Surya Prasad Chapagain, Information Officer and Sub-Registrar at the office, stated that preparations for implementing the new provision are in their final stages. He mentioned that the office plans to roll out this provision within a week and is also finalizing a new Company Administration Management Information System (CAMIS) to facilitate online services, eliminating the need for physical visits.
Currently, more than 350,000 companies are registered with the Office of the Company Registrar. However, fewer than half of them update their records regularly.
Sub-Registrar Devi Prasad Subedi explained that many companies fail to submit updates on time. Some have not updated their records for years, while others do so only once every two or three years. He noted that with the introduction of this provision, more companies are expected to update their records rather than opt for dissolution.
The office anticipates that some of the 175,000 inactive companies will proceed with dissolution, while most will choose to update their records. This provision was introduced by the government through an ordinance, published in the Nepal Gazette on January 13, as part of efforts to improve Nepal’s business environment.
Section 136(a) of the Companies Act, 2006, now allows companies to apply for dissolution if they have not conducted business, are inactive, have failed to submit records under Section 80, or have unpaid fines under Section 81. A company must make this decision through a general assembly meeting before applying to the registrar’s office.
Previously, a quorum was required for such decisions. However, the amendment removes this requirement, allowing the present directors or shareholders to decide on dissolution if a general assembly cannot be convened. Subedi explained that this change benefits those whose co-founders are unavailable. For instance, if five people formed a company and three are out of contact, the remaining members can now dissolve it instead of accumulating fines.
However, removing the quorum requirement also raises concerns about potential misuse. Subedi acknowledged that in some cases, one or two individuals could file for dissolution without full consensus. To mitigate this risk, the process includes safeguards such as public announcements of dissolution at least twice, providing an opportunity for objections before finalizing the decision.

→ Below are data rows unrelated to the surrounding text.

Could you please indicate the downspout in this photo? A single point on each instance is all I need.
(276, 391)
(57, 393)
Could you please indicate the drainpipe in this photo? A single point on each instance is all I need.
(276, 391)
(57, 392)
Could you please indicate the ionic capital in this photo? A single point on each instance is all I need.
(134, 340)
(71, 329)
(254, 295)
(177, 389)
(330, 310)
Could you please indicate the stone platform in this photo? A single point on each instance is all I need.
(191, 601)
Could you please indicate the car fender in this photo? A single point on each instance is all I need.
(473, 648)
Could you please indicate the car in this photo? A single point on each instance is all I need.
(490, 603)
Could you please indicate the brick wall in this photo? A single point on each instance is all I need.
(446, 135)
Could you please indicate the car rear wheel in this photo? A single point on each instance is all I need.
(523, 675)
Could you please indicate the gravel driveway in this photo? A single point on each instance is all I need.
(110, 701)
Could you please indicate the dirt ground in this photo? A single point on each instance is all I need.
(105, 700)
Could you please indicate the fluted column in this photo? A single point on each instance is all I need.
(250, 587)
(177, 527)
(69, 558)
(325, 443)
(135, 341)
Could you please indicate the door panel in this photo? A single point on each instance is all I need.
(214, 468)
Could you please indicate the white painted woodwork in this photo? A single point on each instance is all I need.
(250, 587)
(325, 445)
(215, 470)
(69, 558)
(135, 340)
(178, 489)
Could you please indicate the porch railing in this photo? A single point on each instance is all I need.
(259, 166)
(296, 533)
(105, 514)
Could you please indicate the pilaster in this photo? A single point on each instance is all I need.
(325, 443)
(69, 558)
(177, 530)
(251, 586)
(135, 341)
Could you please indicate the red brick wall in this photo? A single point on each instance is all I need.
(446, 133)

To further prevent wrongful dissolution, the Office of the Company Registrar will issue public notices about company closures, allowing stakeholders to raise concerns. If a company is dissolved but another director submits the necessary documents within five years, the company can be reinstated.
The amendment also revises penalties for late record updates. Companies that fail to submit updates on time must pay fines, which can be substantial. Under the new provision, two options have been introduced for fines. If the fine amount is small, companies must pay it in full. If the fine is large, companies will pay an amount equivalent to 0.5 percent of their paid-up capital instead.
With these new measures, the Office of the Company Registrar expects a significant increase in record updates and a more efficient dissolution process for inactive businesses.